The plug was effectively pulled last night on negotiations to repair the peace deal which fell apart in the fiasco at Hillsborough Castle when David Trimble sought specific details on the IRA’s latest act of decommissioning.

Taoiseach Bertie Ahern and British Prime Minister Tony Blair are expected to make statements on the troubled process this morning and confirm that negotiations have been parked until after the Assembly elections on November 26.

After a weekend of intense activity, hopes faded of a breakthrough when Irish and British Government officials headed home in the knowledge that they were not going to get anywhere in the negotiations, despite their best efforts.

Yesterday evening the Ulster Unionist leader conceded that an agreement is now unlikely this side of polling day.

According to Mr Trimble, the speech by Sinn Féin president Gerry Adams was very important and very significant, but they had not had the transparency necessary to complete the deal.

Mr Adams speech was very positive, as it said in effect that the war was over and the conflict would be pursued in a peaceful manner, he said.

However, what they did not have was a sense that things were coming to an end or to a completion and it was unlikely that this could be achieved in the days ahead given the inexorable onset of the assembly election on 26 November, Mr Trimble said.

According to Government sources, Mr Ahern and Mr Blair are waiting for Mr Adams to accept that the stalemate cannot be broken, before writing off the present round of talks.

Meanwhile Mr Adams denied yesterday that there was any attempt by republicans to influence the funeral of Jean McConville, who’s body was recently found 30 years after she was murdered by the IRA.

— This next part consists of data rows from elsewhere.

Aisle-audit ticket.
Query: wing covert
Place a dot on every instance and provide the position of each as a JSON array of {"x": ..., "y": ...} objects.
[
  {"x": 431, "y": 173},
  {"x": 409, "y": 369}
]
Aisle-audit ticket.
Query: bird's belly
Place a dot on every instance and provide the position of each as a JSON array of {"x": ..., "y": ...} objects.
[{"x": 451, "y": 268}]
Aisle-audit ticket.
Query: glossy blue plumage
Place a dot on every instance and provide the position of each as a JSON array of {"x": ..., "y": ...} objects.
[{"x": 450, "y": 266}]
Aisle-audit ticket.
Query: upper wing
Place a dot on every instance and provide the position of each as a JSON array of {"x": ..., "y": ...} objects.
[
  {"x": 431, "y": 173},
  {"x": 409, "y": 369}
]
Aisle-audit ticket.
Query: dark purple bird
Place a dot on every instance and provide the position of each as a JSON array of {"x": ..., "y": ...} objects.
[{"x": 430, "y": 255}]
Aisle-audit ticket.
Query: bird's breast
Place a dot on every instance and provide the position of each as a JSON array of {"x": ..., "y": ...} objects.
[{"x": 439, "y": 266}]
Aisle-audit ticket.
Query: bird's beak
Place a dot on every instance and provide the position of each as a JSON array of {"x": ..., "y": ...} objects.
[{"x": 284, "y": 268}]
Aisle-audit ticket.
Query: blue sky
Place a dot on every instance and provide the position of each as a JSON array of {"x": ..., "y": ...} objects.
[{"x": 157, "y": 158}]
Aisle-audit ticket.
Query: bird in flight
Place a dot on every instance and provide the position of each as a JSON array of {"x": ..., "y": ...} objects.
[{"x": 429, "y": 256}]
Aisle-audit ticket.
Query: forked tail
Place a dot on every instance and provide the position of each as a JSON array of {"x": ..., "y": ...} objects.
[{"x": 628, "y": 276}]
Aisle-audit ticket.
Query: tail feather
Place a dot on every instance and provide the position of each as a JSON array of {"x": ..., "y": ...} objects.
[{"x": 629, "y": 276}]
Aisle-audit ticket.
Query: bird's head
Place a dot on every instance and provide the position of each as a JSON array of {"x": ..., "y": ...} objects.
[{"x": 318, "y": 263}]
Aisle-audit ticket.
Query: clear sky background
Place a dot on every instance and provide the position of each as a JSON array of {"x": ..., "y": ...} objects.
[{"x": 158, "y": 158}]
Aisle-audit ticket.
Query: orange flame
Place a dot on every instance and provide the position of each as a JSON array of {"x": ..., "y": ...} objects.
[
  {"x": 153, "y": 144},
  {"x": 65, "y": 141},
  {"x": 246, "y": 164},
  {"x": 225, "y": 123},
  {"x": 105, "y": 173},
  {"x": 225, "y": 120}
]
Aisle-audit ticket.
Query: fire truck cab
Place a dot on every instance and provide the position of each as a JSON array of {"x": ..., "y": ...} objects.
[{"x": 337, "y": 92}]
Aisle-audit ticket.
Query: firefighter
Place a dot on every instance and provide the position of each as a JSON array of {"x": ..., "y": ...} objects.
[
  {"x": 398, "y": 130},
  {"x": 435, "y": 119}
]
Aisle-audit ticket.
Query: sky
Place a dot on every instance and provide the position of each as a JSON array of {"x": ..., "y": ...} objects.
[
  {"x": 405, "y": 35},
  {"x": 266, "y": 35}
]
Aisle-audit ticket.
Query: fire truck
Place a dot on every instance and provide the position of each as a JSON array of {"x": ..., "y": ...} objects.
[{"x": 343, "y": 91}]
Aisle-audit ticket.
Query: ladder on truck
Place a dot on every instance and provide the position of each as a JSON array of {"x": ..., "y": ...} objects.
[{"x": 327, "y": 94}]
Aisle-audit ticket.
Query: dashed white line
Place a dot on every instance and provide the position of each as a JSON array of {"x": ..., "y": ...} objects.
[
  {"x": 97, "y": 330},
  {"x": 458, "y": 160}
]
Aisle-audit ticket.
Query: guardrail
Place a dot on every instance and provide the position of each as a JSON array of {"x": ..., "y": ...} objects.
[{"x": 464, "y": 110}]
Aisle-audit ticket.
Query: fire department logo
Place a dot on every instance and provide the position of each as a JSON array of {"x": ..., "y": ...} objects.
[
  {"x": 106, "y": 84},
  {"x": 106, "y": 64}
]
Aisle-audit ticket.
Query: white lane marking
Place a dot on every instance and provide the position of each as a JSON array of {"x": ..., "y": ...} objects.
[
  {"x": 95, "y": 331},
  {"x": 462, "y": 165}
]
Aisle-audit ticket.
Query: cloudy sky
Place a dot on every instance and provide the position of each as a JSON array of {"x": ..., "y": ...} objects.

Over the weekend it was reported that republicans did not want Ms McConville’s funeral to travel through West Belfast as it would reflect poorly upon Sinn Féin ahead of the elections.

According to Jean McConville’s daughter, Helen McKendry, her brothers are being pressurised by the IRA to hold a private funeral for their mother.

Responding to allegations that there was pressure on the McConville family, Mr Adams says he has no knowledge of any IRA pressure, and that it is the family’s decision where the funeral will take place.

“It was my expectation that this funeral was going to come up the Falls Road and no one here would even dare to think of stopping that, because this is a very sad part of our history, most traumatic for the family.

“Republican efforts, having accepted responsibility for the injustice visited upon the family, is to attempt to bring closure,” he said.